Comparison among graphs is ubiquitous in graph analytics. However, it is a hard task in terms of the expressiveness of the employed similarity measure and the efficiency of its computation. Ideally, graph comparison should be invariant to the order of nodes and the sizes of compared graphs, adaptive to the scale of graph patterns, and scalable. Unfortunately, these properties have not been addressed together. Graph comparisons still rely on direct approaches, graph kernels, or representation-based methods, which are all inefficient and impractical for large graph collections.
In this paper, we propose the Network Laplacian Spectral Descriptor (NetLSD): the first, to our knowledge, permutation- and size-invariant, scale-adaptive, and efficiently computable graph representation method that allows for straightforward comparisons of large graphs. NetLSD extracts a compact signature that inherits the formal properties of the Laplacian spectrum, specifically its heat or wave kernel; thus, it hears the shape of a graph. Our evaluation on a variety of real-world graphs demonstrates that it outperforms previous works in both expressiveness and efficiency.
In this paper:
- We take the geometrical perspective for computing the descriptors.

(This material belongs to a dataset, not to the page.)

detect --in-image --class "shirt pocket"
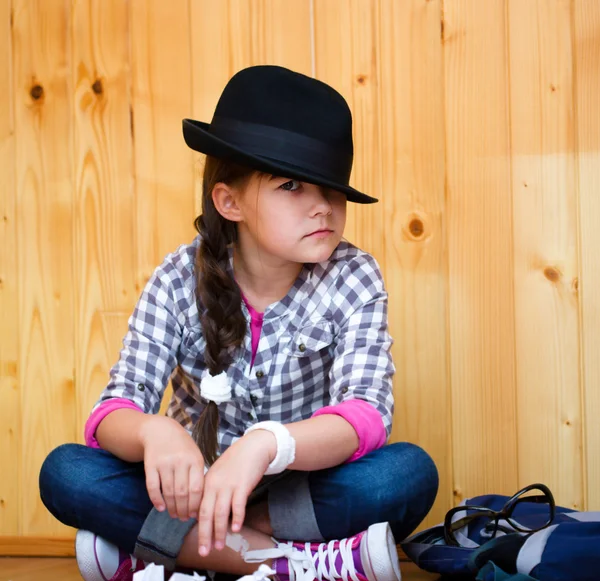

- We show how to compute them fast for million-scale graphs.
- We demonstrate how NetLSD is the only representation that preserves the multi-scale structure of graphs.
- We show that NetLSD lower bounds theoretically powerful metrics.
- We propose novel evaluation tasks (detection of graphs with communities, clustering) for graph representations.
- We provide easy-to-use Python package to compute the signatures with interfaces to popular graph libraries.